IV

Los urbanos o cívicos (que de entrambos modos se les llamaba) defensores de Villafranca no eran menos templados que los del otro pueblo, y como allá, se encastillaron en la iglesia, el único edificio sólido y fuerte de la villa, la cual parecí de barro y yesca, como la tierra circundante. Los carlistas situaron a la puerta del templo los dos únicos cañoncitos que llevaban, y batiéronla y se hicieron dueños de ella. Replegáronse los urbanos en la torre, de robusta construcción, y con ellos se encerraron sus hijos y mujeres.

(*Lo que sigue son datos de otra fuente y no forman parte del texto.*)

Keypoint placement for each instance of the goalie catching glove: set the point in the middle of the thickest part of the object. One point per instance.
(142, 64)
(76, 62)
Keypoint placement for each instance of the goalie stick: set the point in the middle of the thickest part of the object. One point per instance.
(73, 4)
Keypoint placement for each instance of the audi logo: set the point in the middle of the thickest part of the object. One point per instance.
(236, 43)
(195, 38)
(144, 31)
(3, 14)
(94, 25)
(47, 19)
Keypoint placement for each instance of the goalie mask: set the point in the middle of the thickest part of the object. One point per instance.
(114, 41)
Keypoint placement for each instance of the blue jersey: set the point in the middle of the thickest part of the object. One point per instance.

Debe advertirse que, si en el vecindario dominaba la opinión facciosa, no eran pocos lo cristinos furibundos; y enconadas las pasiones, el sexo femenino, con su locuaz vehemencia, exaltaba el ánimo de los hombres y les hacía sanguinarios y feroces. Al encastillarse con sus maridos en la torre, las urbanas, antes que por un móvil heroico, hacíanlo por miedo a las uñas y a las lenguas de las mujeres del otro bando.

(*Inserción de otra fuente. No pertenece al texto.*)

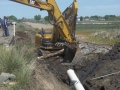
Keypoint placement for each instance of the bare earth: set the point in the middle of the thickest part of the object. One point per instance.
(6, 40)
(39, 26)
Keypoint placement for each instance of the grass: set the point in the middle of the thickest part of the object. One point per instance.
(16, 60)
(98, 39)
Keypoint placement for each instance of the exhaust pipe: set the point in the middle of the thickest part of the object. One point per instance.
(74, 79)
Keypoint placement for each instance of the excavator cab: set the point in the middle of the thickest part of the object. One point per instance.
(64, 26)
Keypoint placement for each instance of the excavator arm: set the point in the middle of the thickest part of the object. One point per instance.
(60, 25)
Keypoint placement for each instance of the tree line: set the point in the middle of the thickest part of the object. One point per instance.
(99, 18)
(81, 18)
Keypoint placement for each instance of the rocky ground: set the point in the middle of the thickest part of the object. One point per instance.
(95, 61)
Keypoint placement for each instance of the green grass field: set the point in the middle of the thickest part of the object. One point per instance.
(86, 30)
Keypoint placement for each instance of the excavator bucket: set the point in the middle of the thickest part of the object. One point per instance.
(71, 54)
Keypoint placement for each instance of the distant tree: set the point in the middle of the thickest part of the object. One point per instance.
(37, 17)
(12, 18)
(94, 17)
(81, 18)
(86, 16)
(46, 18)
(110, 17)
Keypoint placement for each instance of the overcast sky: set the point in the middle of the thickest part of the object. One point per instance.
(86, 8)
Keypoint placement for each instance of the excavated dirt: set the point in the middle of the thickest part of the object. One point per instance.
(50, 74)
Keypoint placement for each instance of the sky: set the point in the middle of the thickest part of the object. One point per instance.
(86, 8)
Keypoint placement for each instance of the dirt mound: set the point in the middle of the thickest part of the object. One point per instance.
(43, 79)
(51, 74)
(109, 63)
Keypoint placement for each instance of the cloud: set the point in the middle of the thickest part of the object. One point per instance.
(102, 7)
(6, 3)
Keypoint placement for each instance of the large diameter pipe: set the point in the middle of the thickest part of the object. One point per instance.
(74, 79)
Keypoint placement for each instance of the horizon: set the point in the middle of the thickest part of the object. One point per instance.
(91, 8)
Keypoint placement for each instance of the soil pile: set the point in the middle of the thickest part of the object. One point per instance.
(51, 74)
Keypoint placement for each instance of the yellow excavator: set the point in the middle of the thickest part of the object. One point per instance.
(64, 26)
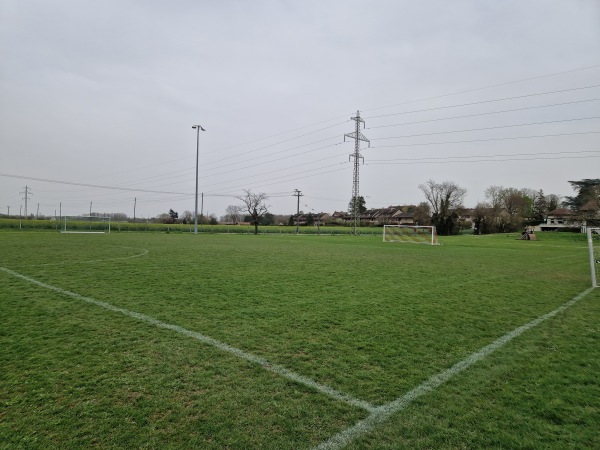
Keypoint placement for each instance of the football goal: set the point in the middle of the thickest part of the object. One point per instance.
(86, 225)
(410, 233)
(594, 248)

Ganada la iglesia por los facciosos, resolvieron pegarle fuego. Los lugares sagrados, mediante una breve salvedad de conciencia, caen también dentro del fuero de guerra, y los militares atan y desatan al demonio según les conviene. Hacinaron bancos, túmulos y confesionarios; metieron mucha paja, y poco después las imágenes se veían envueltas en humo que no era de incienso. Antes se había cuidado de poner a salvo las Sagradas Formas, que llevaron a la ermita de Santa Ana, sin que en ello prestara ayuda el bueno de Fago, el cual, atónito, presenciaba cosas tan extrañas y nunca vistas. Impávidos en la elevada torre, los cívicos hacían fuego certero desde el campanario; tenían municiones abundantes y los víveres precisos para resistir; apuntaban bien y mataban todo lo que podían. Vino la noche, y como el fuego de la iglesia no cundiese con rapidez, metieron los sitiadores más paja, atizaron de firme, y el altar mayor, que era un armatoste grandísimo y muy apropiado a la propagación del incendio, llevó las llamas a la techumbre. Por fuera, guedejas de humo negro y espesísimo coronaban el caballete, enroscándose, por causa del viento, en dirección opuesta a la torre, lo que daba algún respiro a los urbanos. Y el tiroteo no cesaba. La claridad del incendio permitió a los sitiados hacer puntería, y con las balas salían del campanario apóstrofes injuriosos y cuchufletas impropias de la gravedad de la contienda. Las mujeres chillaban más que los hombres.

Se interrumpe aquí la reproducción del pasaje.